Rs. 72 lacs per acre is as per the law and no injustice has

been occurred to the appellants herein.

17)   Now coming to the point of development charges which

applied by the High court @10% on the assessed value of

acquired land. Appellants herein contended that the rate of

deduction as applied by the High Court was not required as

                                                             12
the acquired land is situated in the area already developed and

have all the potential for development. It is a matter of record

that    the   Reference   Court   determined    60%    (55%    as

development charges and 5% for waiting period) in totality

towards development charges which later on in appeal reduced

by the High Court to 10%. Deductions may be made for a

variety of reasons, which may differ in different cases.

However, in the backdrop of judicial precedents on this issue,

it is well settled position that all deductions should not

cumulatively be exceeded the upper benchmark of 75% and at

the same time, it should be kept in mind that no hypothetical

view shall be taken in order to calculate the percentage of the

development charges.

18)    In the present case, the appellants contended that the

acquired land has all basic facilities such as water, electricity,

sewer, telephone etc which respondent-State has not disputed.

These are, however, not enough to meet the purpose of

acquisition. To make such land suitable for the acquisition

purpose i.e. for the construction of Mini Secretariat at Nuh,

some further development is sine qua non. For calculating the

                                                                13
percentage of development charges, various factors need to be

taken into consideration such as location of land, facilities

available in nearby area, size of the land, purpose of

acquisition etc. The present acquired land of Firozpur Namak

village which is located at some distance from the Nuh Town

needs to be developed in proper manner like construction of

better and wide roads etc., to make it suitable for the

acquisition purposes. The fact that facilities already available

such as sewer, electricity etc., seems to be taken into

consideration   properly   while   reducing   the   development

charges by the High Court from 60% to 10%.

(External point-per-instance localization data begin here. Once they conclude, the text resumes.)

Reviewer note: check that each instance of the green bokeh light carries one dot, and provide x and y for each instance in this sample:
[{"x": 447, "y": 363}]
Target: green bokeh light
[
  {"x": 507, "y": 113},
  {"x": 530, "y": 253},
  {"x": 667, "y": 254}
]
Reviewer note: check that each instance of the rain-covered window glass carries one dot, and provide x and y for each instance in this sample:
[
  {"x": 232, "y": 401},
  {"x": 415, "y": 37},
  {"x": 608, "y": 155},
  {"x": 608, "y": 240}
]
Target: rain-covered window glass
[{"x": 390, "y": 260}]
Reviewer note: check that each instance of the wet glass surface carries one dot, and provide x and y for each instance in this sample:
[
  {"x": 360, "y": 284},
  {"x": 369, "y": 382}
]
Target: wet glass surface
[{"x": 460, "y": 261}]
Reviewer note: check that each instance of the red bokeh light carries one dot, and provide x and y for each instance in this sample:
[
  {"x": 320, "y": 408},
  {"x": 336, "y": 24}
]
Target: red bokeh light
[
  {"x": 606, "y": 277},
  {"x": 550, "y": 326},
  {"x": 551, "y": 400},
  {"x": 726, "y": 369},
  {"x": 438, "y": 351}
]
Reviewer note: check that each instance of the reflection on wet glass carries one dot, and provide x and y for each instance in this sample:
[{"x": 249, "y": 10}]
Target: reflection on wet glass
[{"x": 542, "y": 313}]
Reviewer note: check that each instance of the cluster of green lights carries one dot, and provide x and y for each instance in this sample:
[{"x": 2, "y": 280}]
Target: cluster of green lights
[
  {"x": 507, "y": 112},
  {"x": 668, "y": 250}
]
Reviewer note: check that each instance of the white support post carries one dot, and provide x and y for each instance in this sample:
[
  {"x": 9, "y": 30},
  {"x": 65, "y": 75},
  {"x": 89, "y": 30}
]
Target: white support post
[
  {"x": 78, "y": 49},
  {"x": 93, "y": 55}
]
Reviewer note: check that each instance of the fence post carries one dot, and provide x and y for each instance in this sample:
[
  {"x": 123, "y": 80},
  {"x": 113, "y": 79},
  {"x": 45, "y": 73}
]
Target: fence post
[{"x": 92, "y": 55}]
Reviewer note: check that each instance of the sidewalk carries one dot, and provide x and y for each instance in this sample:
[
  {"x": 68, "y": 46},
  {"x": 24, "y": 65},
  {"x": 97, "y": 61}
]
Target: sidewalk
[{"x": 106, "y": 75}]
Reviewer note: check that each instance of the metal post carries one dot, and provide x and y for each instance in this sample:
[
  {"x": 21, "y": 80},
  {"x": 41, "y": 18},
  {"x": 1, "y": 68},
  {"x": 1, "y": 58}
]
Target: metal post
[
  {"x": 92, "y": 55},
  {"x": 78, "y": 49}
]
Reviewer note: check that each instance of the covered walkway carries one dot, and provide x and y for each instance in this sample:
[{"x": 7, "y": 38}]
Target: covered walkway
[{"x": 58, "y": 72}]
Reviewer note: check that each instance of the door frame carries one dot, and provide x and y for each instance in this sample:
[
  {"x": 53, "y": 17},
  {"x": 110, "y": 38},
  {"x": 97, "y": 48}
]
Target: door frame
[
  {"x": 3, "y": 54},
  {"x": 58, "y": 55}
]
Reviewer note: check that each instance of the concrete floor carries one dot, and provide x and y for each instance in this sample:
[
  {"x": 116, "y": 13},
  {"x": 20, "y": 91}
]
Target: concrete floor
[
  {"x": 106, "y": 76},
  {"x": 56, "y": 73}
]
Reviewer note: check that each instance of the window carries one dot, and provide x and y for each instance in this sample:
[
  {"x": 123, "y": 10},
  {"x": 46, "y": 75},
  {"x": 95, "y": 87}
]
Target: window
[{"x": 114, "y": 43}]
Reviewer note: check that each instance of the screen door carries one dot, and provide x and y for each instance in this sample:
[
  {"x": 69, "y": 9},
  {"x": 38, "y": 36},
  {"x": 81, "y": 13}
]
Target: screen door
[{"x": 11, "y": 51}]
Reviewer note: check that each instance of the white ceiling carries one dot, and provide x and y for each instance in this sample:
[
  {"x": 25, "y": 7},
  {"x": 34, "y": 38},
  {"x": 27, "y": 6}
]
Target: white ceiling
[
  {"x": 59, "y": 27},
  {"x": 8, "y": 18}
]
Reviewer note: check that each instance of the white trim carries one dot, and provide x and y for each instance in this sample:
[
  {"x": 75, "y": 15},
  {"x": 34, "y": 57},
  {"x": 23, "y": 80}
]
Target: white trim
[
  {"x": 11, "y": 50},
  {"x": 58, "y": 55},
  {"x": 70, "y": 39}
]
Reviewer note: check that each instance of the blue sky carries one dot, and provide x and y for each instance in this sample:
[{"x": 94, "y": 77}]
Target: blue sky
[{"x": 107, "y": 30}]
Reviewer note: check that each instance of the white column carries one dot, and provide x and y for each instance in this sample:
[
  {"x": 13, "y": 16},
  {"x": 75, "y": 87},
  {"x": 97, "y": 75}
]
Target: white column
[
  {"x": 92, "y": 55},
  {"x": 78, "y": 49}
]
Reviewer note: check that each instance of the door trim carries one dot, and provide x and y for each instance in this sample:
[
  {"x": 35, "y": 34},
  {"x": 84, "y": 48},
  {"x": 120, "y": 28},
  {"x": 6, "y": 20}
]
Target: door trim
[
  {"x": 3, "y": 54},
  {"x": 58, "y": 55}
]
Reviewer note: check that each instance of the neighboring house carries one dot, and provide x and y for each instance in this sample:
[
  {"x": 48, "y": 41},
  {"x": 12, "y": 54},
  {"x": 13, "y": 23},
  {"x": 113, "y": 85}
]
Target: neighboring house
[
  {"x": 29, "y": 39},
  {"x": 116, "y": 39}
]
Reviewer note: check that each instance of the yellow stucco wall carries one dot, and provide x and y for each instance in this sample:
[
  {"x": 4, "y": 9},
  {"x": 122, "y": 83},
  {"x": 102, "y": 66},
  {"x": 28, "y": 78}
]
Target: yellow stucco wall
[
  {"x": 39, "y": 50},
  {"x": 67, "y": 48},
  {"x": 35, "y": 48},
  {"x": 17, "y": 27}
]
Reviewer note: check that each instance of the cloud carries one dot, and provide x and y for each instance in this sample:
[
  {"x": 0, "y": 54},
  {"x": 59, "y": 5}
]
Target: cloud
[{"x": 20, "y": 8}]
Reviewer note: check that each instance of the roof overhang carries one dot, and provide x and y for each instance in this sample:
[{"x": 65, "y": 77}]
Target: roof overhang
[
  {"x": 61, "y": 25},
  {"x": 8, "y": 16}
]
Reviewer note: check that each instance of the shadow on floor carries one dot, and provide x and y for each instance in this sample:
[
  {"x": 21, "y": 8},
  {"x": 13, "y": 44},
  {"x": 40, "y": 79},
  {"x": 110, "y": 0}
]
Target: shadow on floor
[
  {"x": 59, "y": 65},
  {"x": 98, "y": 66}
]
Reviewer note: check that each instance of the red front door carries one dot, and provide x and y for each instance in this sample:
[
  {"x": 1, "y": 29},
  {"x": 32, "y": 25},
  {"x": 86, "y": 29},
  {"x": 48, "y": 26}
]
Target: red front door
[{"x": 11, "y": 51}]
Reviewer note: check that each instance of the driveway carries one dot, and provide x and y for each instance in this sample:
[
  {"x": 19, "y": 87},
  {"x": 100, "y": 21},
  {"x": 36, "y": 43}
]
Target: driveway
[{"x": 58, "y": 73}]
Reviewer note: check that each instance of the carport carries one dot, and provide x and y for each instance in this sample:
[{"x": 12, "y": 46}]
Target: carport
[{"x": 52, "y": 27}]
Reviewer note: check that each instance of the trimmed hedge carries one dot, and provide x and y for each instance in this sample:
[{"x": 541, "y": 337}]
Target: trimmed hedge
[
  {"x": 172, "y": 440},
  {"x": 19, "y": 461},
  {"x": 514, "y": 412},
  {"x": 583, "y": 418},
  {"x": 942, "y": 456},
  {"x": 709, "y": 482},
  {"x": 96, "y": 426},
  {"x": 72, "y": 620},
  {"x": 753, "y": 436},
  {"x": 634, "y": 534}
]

19)   In the case at hand, after giving our thoughtful

consideration   to   the   facts   and   circumstance   noticed

hereinabove, we are of the considered view that a cut at the

rate of 10 % is very reasonable towards development of

acquired land as some further development would obviously

be required to make it fit for the purpose for which it was

acquired.

 


                                                              14
20)   In view of above discussion, we are not inclined to

interfere with the impugned decision of the High Court.

Accordingly, the appeals are hereby dismissed leaving parties

to bear their own cost.


                          ………….………………………J.
                          (R.K. AGRAWAL)


                          .…....……..………………………………J.
                          (S. ABDUL NAZEER)
NEW DELHI;
APRIL 16, 2018.

 


                                                           15

 

 

Mohammad Yusuf and Others Etc. Etc Versus State of Haryana and Others.